Recovering from a crashed primary server
Long story, but our primary zcm server had to be rebuilt. I backed up the CA and the conf files prior to doing the rebuild. We attempted to follow Section 36.2 of the Zen_system_admin.pdf page 431 “Replacing an existing primary server with a new primary server” but ran into a few issues outlined below. We opened a case with Novell, SR# 10827855671. We were able to rename the original primary server object in ZCC and then delete it, but now the problems that still exist are:
1. Can't make the new primary the CA When issuing the zman cai /root/CAbl we get:
Error:Could not find the object "43bf65e91d6221362d6bf7c946a86202". Which is the old GUID of the now deleted server.
We have temporarily imported the CA and made our secondary primary server the CA for the zone but would ultimately like to get the new primary (with the same name as our old primary acting as the CA for the zone).
2. We could not import the backup up Server Conf files via the zman zenserver-restore confbufile.bak command on the new primary. When attempting to do so we get the following error:
Error:Failed to restore the configuration files. Ensure that the backed-up file and the passphrase specified are valid and correct. Also, ensure that you have the write permission to /etc/opt/novell/zenworks directory on Linux and <Installation directory>:\NovellZENworks\conf on Windows.
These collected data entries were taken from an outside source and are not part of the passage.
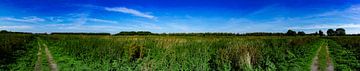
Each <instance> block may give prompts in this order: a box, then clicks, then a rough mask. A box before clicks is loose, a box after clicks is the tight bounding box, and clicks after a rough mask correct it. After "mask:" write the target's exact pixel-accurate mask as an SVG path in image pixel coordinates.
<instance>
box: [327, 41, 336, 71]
mask: <svg viewBox="0 0 360 71" xmlns="http://www.w3.org/2000/svg"><path fill="white" fill-rule="evenodd" d="M326 50H327V51H326V53H327V55H326V63H327V67H326V71H334V64H332V62H331V57H330V52H329V48H328V46H326Z"/></svg>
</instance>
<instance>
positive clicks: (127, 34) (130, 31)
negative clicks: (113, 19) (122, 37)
mask: <svg viewBox="0 0 360 71" xmlns="http://www.w3.org/2000/svg"><path fill="white" fill-rule="evenodd" d="M115 35H116V36H117V35H154V33H151V32H149V31H122V32H120V33H117V34H115Z"/></svg>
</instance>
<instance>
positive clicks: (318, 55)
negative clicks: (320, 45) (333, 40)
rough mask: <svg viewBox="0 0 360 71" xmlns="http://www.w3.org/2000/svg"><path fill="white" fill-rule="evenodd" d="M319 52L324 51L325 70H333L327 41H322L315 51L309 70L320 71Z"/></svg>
mask: <svg viewBox="0 0 360 71" xmlns="http://www.w3.org/2000/svg"><path fill="white" fill-rule="evenodd" d="M322 49H325V50H326V51H325V52H321V50H322ZM319 53H326V56H325V58H326V69H325V71H334V65H333V64H332V62H331V57H330V53H329V48H328V45H327V43H323V44H321V46H320V48H319V49H318V50H317V51H316V55H315V57H314V58H313V62H312V64H311V71H320V61H319V60H320V59H319V57H320V55H319Z"/></svg>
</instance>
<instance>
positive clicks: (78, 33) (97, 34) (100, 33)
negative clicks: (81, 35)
mask: <svg viewBox="0 0 360 71" xmlns="http://www.w3.org/2000/svg"><path fill="white" fill-rule="evenodd" d="M50 35H111V34H110V33H75V32H54V33H51V34H50Z"/></svg>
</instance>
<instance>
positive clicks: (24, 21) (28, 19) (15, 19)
mask: <svg viewBox="0 0 360 71" xmlns="http://www.w3.org/2000/svg"><path fill="white" fill-rule="evenodd" d="M0 20H1V21H13V22H27V23H37V22H43V21H45V19H42V18H38V17H36V16H29V17H23V18H13V17H0Z"/></svg>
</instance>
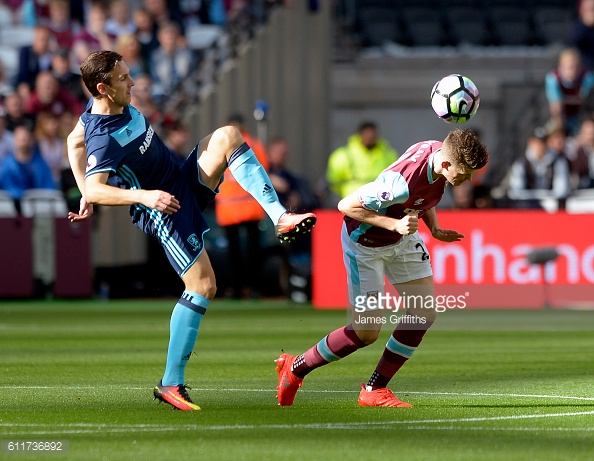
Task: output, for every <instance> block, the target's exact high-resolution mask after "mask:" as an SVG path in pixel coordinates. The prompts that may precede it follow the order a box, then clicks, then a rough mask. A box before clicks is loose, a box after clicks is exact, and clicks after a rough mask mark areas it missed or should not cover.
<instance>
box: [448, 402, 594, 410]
mask: <svg viewBox="0 0 594 461" xmlns="http://www.w3.org/2000/svg"><path fill="white" fill-rule="evenodd" d="M440 407H450V408H534V409H542V408H544V407H559V408H562V407H570V408H584V409H590V408H592V407H594V403H586V404H583V403H581V404H575V403H544V404H541V405H538V404H533V403H521V404H513V403H505V404H499V405H497V404H449V405H440Z"/></svg>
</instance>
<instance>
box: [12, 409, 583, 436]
mask: <svg viewBox="0 0 594 461" xmlns="http://www.w3.org/2000/svg"><path fill="white" fill-rule="evenodd" d="M589 415H594V411H575V412H568V413H545V414H531V415H509V416H485V417H476V418H450V419H421V420H403V421H360V422H356V421H354V422H339V423H310V424H236V425H212V426H206V425H205V426H201V425H198V424H192V425H180V426H166V425H151V424H120V425H113V424H109V425H107V424H97V425H93V424H89V423H71V424H33V423H16V424H11V423H0V426H5V427H6V426H8V427H15V426H16V427H38V428H43V427H46V426H50V427H53V428H56V427H64V428H65V429H63V430H57V431H55V430H54V431H45V430H41V431H26V432H25V431H12V432H8V433H4V434H2V435H3V436H6V435H9V436H15V435H57V434H93V433H128V432H130V431H131V430H133V431H136V432H172V431H180V430H185V431H195V430H199V431H229V430H262V429H293V430H294V429H330V430H332V429H358V430H360V429H382V428H384V429H387V428H394V426H404V428H405V429H406V428H409V427H410V428H427V429H439V428H440V426H437V427H436V426H422V425H423V424H456V423H468V422H479V421H480V422H486V421H510V420H522V419H542V418H564V417H568V416H589ZM419 424H420V425H421V426H419ZM407 425H408V426H407ZM76 427H82V428H85V427H88V428H89V429H67V428H76ZM443 427H444V426H441V428H443ZM448 427H451V428H452V429H456V430H475V429H474V428H472V427H470V428H466V427H457V428H456V427H453V426H446V428H448ZM495 429H496V428H495ZM495 429H493V430H495ZM546 429H547V428H543V429H542V430H546ZM575 429H576V430H577V429H579V428H575ZM534 430H536V431H538V430H539V429H538V428H535V429H534ZM586 430H587V431H592V430H594V427H592V428H586Z"/></svg>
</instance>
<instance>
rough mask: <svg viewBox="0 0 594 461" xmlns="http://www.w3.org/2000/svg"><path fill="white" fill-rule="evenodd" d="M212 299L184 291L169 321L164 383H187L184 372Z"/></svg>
mask: <svg viewBox="0 0 594 461" xmlns="http://www.w3.org/2000/svg"><path fill="white" fill-rule="evenodd" d="M209 304H210V301H209V300H208V299H206V298H205V297H204V296H202V295H199V294H197V293H192V292H191V291H188V290H186V291H184V293H183V294H182V296H181V298H180V299H179V301H178V302H177V304H176V305H175V307H174V309H173V312H172V313H171V322H170V323H169V349H168V350H167V364H166V365H165V375H163V380H162V384H163V385H164V386H177V385H178V384H185V380H184V373H185V371H186V365H187V364H188V360H190V355H191V354H192V351H193V350H194V345H195V344H196V339H197V338H198V327H200V320H202V316H203V315H204V314H205V313H206V309H207V308H208V305H209Z"/></svg>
Error in restoring the backup: com.novell.zenworks.zman.exceptions.ZManException: Unknown file in backed up files
Why are we getting this error, is there a way to fix it and what are we missing if we can't get it to import exactly?
3. Closet server rules are not working as designed i.e. a workstation that should be "talking" to zcm is "talking" to zcm2. Why?
We can fix this problem, by issuing the zac retr command on the workstation, but we have to supply a ZCC username and password for the command to process. Once this command processes, the workstation seems to follow the closest server rule again. The problem here is we have thousands of devices and running that command and supplying a username and password on every machine is not a viable solution.
4. New ZCM server is not taking the 11.2.3 update properly – it never applies
Has anyone else out there run into any of this craziness or have any ideas on how to fix the problems outlined above? We’re hoping Novell Engineering can supply us with an answer but right now we’re waiting to hear back from them.